The AAP had started frontal organisations targeting students, youth, women, resident welfare associations and autorickshaw drivers in the run-up to the impending Assembly polls.

Two dedicated teams are also employed to make specific appeals to voters in rural and minority pockets of the city.

Its shrinking support base among middle-class voters, however, remains the biggest concern. In the Lok Sabha polls, it yielded at least 14 urban constituencies to the BJP.

Reacting to BJP’s ambitious pitch for ‘Mission-60’, estimating chances of victory in 60 Assembly constituencies, Ashutosh says, “If they were confident of winning 60 seats, they would have immediately gone for elections, which they didn’t. They wanted to form government through the backdoor.”

The BJP had won 60 Assembly segments in the Lok Sabha polls, restricting AAP to 10 seats.

To bridge the gap, the party is relying on the glamour of its outreach campaigns called Delhi Dialogue, which claims to chart out party’s blueprint for a world-class city by engaging with various sections of society and domain experts.

“AAP is interested in making Delhi a world-class city. Not through the conventional means, but through innovative means,” Ashutosh says, claiming that party’s new move is draft its manifesto through consultations with public. “If there is dialogue between experts and the citizens, it enriches the process of policy making.”

But does this signal a shift away from a campaign centred on corruption?
He says that corruption is still the buzz word in their ongoing policy formulation process.
“So what (development) model we are offering? We are offering a model without corruption. We are telling them (BJP) how development should be done.”

“If you go around in Delhi and talk about development, people will ask about the last seven-eight years of BJP-controlled MCD (Municipal Corporation of Delhi) and what the MCD has done.

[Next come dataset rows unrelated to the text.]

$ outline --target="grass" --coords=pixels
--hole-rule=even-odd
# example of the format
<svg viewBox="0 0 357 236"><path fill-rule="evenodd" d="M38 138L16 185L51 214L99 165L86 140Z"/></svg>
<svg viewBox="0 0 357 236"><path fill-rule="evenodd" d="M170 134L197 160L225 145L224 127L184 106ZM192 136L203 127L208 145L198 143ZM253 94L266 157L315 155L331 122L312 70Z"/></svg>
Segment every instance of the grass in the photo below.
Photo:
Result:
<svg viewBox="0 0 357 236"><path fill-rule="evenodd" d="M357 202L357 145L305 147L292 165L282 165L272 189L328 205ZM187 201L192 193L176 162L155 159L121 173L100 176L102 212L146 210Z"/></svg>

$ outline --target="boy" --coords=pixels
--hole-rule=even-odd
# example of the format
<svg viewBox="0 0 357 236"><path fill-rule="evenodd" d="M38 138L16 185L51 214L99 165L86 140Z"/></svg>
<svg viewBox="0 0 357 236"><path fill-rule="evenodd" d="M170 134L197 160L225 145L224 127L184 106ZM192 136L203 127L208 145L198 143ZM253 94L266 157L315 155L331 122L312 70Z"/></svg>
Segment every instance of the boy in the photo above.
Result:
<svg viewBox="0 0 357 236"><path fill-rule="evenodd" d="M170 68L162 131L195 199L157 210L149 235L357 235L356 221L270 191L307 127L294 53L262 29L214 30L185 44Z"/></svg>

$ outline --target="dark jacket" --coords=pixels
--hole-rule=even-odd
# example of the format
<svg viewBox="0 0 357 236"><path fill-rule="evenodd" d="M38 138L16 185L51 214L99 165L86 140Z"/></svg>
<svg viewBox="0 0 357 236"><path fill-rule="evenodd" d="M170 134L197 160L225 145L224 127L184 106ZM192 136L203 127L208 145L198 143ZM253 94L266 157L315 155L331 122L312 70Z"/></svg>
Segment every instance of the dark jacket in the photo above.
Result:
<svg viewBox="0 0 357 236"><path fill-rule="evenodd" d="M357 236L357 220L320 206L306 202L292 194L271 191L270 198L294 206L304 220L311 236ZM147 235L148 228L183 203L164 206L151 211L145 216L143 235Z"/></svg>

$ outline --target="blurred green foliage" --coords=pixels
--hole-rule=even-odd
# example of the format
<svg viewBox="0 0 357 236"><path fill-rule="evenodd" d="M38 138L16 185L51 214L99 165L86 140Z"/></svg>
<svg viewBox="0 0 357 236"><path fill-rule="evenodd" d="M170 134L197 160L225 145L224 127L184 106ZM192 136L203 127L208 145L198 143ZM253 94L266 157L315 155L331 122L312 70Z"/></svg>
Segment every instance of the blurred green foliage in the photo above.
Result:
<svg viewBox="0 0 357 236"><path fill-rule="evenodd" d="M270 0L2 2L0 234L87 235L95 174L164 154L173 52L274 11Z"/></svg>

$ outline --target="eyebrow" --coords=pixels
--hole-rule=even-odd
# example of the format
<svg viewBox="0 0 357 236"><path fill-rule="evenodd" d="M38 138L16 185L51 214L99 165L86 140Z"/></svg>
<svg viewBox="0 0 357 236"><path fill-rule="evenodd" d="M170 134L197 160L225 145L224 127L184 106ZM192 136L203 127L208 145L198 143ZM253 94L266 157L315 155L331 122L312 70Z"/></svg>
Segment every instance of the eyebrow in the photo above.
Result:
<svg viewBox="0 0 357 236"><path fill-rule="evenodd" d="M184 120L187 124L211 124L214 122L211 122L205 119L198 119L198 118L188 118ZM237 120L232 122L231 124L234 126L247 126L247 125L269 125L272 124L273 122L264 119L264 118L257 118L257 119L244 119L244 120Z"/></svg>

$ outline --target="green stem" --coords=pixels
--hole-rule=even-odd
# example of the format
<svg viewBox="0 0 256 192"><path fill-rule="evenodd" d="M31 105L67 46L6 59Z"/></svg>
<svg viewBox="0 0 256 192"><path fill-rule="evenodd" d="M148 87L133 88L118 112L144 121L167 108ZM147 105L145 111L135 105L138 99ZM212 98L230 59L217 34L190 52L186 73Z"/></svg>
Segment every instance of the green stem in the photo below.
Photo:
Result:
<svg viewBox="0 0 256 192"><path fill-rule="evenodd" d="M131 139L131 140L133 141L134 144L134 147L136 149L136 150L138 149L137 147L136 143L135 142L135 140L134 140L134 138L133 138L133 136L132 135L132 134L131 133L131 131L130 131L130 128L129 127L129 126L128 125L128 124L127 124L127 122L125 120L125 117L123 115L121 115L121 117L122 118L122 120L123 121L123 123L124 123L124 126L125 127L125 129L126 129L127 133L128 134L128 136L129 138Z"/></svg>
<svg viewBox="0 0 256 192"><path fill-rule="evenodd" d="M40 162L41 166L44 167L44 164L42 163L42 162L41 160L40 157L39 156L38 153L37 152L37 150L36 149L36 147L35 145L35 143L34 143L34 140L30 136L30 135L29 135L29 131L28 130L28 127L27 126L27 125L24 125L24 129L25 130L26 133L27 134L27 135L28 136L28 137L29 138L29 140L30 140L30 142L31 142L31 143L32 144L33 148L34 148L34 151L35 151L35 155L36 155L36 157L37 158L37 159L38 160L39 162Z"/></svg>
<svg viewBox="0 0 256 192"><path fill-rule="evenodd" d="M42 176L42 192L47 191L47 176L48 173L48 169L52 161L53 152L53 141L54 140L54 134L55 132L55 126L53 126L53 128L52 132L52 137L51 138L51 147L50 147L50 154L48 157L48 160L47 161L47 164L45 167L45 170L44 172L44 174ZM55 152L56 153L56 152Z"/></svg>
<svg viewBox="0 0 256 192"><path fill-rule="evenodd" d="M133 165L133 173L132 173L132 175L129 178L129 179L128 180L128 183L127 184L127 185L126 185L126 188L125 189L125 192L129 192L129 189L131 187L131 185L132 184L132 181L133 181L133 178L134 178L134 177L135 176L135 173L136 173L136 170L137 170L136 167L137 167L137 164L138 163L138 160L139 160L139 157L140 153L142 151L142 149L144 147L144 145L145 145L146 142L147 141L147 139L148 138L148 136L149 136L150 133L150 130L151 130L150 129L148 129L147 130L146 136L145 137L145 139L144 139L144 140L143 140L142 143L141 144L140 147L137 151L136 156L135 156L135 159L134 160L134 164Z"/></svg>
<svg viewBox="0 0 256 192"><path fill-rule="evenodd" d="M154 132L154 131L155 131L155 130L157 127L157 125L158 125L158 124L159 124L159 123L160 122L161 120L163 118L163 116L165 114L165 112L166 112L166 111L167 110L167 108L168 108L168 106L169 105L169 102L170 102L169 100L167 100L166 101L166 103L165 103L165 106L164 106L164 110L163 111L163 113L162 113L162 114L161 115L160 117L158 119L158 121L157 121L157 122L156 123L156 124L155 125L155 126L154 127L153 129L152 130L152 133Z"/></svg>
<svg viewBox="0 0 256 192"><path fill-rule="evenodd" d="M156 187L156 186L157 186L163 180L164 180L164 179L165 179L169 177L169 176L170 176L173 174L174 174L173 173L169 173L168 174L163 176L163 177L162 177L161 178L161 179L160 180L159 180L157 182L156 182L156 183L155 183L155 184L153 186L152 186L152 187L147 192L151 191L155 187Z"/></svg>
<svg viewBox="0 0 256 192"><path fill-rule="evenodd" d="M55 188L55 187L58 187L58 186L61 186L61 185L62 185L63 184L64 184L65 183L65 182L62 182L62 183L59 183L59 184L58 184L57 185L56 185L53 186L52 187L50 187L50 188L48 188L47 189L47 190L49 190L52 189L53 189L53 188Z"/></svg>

MCD is defined by corruption and everything that is bad for Indian democracy,” he adds.

But to make their appeal simple, the AAP will place its bet on “Kejriwal Fir Se” campaign that will highlight the achievements of former CM’s 49-days term – including relief in water and electricity bills. Kejriwal as CM had quit amid a row over an anti-corruption bill being blocked in the Delhi Assembly. 

“My question is if you got a leader, why not flaunt him,” Ashutosh says.
This also spells out that the party will not put up a star-studded list as the top-rung leaders like Kumar Vishwas, Gopal Rai, Sanjay Singh, Yogendra Yadav and Ashutosh are planning to give the forthcoming elections a miss.

Nodding ‘yes’ to the speculation, the state unit head says that his party can safely rely on “non-entities aam aadmi becoming leaders”.

“Ashutosh contesting election is not important. What is important is that aam aadmi who think he should contest elections should be confident of winning,” he says.

With the party deciding not to field low-performers, based on in-house constituency-level feedback, the speculation is rife that more than half the nominees for AAP ticket will be political rookies.

“It is not a question of numbers. It is the question of performance of each and every candidate who has been given responsibility in each and every Assembly constituency. If he has performed well, he will be given the ticket. If he has not performed, he has to answer,” he says, conceding that the second and third list of candidates will throw up many surprises.

Last week, the party had repeated the line-up for the December 2013 Assembly polls while declaring nominees for 22 seats that included 12 MLAs.

Asked why party volunteers from outside Delhi are missing from action, the party leaders is at first defensive. But then he says, “We are rather asking them not to come because it will be winter. We are asking them to wait.”